Omaha National Cemetery might be called something entirely different when it opens for internments in 2016.
A meeting Saturday gathered veterans organization leaders from the area to discuss naming suggestions for the national veterans cemetery that will be located at Schram Road and Highway 50 near Springfield.
Glenn Madderom, the National Cemetery Administration’s chief of cemetery development, led the majority of the meeting and offered some examples to help guide the brainstorming session.
“We have a cemetery in Sturgis (S.D.) that is named Black Hills National Cemetery,” Madderom said. “It’s more identifiable with the region than just calling it Sturgis National Cemetery.”
One difficulty in naming the facility is it will serve the veteran population in Lincoln and eastern Iowa as well as the Omaha metropolitan area.
“The name should be inclusive,” Madderom said.
U.S. Veterans Administration facilities must be named for the geographic area in which they are located, unless Congress passes a specific law to the contrary.
VA guidelines require cemetery names to help to identify the location of the cemetery site, have a broad appeal to the veteran population and make a positive impression through their relation to history, region, community or other notable geographic features.
Cemeteries cannot be named for a person, according to the VA guidelines.
A crowd of nearly 45 people attended the meeting, including representatives of the American Legion, the Veterans of Foreign Wars, Disabled American Veterans, AmVets, American Legion Riders, the Military Order of the Purple Heart, Nebraska Department of Veterans Affairs, the 40 & 8, Military Officers Association of America, Vietnam Veterans of America and Douglas and Sarpy County Veterans Service Offices.
Many of the leaders of the veterans groups had already discussed naming suggestions with their members after receiving a letter in December from Rep.
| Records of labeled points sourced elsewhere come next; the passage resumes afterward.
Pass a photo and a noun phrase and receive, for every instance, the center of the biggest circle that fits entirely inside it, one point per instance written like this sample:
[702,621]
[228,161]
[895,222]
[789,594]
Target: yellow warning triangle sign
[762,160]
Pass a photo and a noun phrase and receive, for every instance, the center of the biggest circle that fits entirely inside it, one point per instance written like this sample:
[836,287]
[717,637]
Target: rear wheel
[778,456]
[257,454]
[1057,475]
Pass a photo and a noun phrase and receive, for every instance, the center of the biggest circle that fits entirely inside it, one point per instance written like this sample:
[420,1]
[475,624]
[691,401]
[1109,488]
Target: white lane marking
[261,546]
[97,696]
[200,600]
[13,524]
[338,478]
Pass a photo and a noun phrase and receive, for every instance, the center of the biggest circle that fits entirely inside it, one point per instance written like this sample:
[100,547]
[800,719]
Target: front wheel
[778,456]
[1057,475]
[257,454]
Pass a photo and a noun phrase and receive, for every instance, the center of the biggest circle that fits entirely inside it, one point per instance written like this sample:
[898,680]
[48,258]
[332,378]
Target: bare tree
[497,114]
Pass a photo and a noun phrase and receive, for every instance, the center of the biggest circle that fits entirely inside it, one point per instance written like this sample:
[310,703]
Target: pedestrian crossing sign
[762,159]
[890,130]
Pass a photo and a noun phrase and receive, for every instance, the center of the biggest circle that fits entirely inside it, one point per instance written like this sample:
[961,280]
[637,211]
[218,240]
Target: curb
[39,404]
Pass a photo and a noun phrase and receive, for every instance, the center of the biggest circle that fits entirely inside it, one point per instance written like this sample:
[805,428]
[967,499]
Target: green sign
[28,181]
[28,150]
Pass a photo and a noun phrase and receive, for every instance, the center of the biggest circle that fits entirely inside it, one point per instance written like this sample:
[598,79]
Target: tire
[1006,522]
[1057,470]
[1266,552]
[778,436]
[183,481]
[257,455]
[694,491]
Lee Terry about the guidelines.
Suggestions made Saturday included Heartland National Cemetery, Heroes of the Heartland National Cemetery, Eastern Nebraska Western Iowa National Cemetery, Fort Crook National Cemetery, Strategic Air Command National Cemetery, Fort Omaha National Cemetery and Eastern Nebraska Great Plains National Cemetery.
The group leaders will now return to their respective posts to seek input from members on which names they prefer. The groups have 60 days to submit their final suggestions, at which point the VA will conduct a three- or four-month internal evaluation.
VA Secretary Eric Shinseki is ultimately is responsible for selecting a name.
Madderom said the organization hopes to have a name for the cemetery by the fall.
The cemetery itself should begin construction in September 2015 and is currently at the midpoint of master planning. A contract for the design/build portion of the project is expected to be awarded in September of this year, pending approval of the project’s funding in the 2014 national budget.
The first phase of the project will include 35 acres of internment area for the first 10 years of burials, as well as all permanent facilities. The rest of the 230-acre property will be built in 10-year increments over the next 200 years.
“We don’t need to build out all of the acres and maintain them all for decades,” Madderom said. “This cemetery is built for the long term, and we have a long-term master plan. It’s built to last 200 years. We will still have veterans and veterans’ needs then.”
Two committal service shelters will be built to hold funeral services. Graveside services will not be safe initially because internments will begin while the rest of the initial construction is still ongoing at the cemetery.